Die F-16 kann Geschwindigkeiten über Mach 2, also rund 2.470 km/h, erreichen und wurde als erstes Flugzeug für 9G-Manöver gebaut. Bei einem solchen Manöver wirkt das Neunfache der Erdanziehungskraft auf Pilot und Maschine. Die F-16 ist darüber hinaus so gebaut, dass sie aerodynamisch instabil ist. Das mag auf den ersten Blick absurd klingen, aber, vereinfacht gesagt, wird das Flugzeug dadurch manövrierfähiger, weil der Pilot oder die Pilotin nicht zuerst die eigene Stabilität des Fliegers überwinden muss. Dennoch bleibt die F-16 in der Luft, ein elektronisches System gleicht die Instabilität laufend aus.

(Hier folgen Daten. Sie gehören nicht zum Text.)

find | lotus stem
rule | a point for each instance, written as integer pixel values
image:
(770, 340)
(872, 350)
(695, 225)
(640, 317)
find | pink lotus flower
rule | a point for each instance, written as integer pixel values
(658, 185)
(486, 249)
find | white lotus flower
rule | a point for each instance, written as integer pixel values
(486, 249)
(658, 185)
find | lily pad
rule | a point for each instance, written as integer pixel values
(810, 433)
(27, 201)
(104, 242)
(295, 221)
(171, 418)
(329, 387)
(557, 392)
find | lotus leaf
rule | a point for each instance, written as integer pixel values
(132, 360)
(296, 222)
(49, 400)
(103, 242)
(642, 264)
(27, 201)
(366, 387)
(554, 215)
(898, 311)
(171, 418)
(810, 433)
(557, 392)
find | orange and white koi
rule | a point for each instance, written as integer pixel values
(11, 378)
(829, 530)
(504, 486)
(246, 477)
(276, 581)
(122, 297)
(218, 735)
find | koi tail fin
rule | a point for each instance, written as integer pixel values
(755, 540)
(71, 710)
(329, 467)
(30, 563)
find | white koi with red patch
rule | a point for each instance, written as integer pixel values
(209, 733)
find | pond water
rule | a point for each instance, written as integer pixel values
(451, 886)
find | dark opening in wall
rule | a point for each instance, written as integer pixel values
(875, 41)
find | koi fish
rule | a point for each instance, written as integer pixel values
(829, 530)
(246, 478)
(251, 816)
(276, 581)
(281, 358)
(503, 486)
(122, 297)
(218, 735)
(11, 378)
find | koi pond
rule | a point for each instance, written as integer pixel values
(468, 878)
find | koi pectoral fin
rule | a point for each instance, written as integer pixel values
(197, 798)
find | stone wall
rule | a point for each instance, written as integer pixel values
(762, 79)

Cockpit einer F-16 mit leicht goldenem Schimmer
Das Cockpit der F-16 ist mit einer dünnen Goldschicht überzogen.
APA/AFP/AXEL HEIMKEN

Das charakteristischste Merkmal der F-16 ist das blasenförmig Cockpit, das von Pilotinnen und Piloten wegen seiner hervorragenden Rundumsicht geschätzt wird. Hier kommt auch das einzige Element ins Spiel, das ein wenig "Bling" in die sonst so nüchterne F-16 bringt: Das Cockpit ist mit einer dünnen Goldschicht überzogen. Das dient aber weniger dazu, feindliche Piloten zu beeindrucken, sondern hilft die Radarsignatur zu reduzieren. Durch die charakteristische Form des Cockpits wurde in frühen Versionen ein starker Radarquerschnitt erzeugt, was es feindlichen Aufklärungskräften möglich machte, eine F-16 eindeutig auf dem Radar zu identifizieren.

Bislang ungeschlagen

Mit dem Einsatz in der Ukraine stellt sich natürlich die Frage nach der Überlegenheit der F-16 gegenüber den russischen Widerparts. Ein Blick in die Einsatzhistorie belegt, dass die F-16 bislang aus jeder Begegnung mit russischen Kampfjets als Sieger hervorging. Dazu muss aber bemerkt werden, dass sich die meisten Luftkämpfe gegen alte Abfangjäger vom Typ MiG-21 und MiG-23 zutrugen. Aber auch modernere Flugzeugtypen wie die MiG-29 oder die Su-30 wurden von F-16 abgeschossen. Einzig der modernste russische Kampfjet, die Su-35, ist der F-16 zumindest auf dem Papier überlegen.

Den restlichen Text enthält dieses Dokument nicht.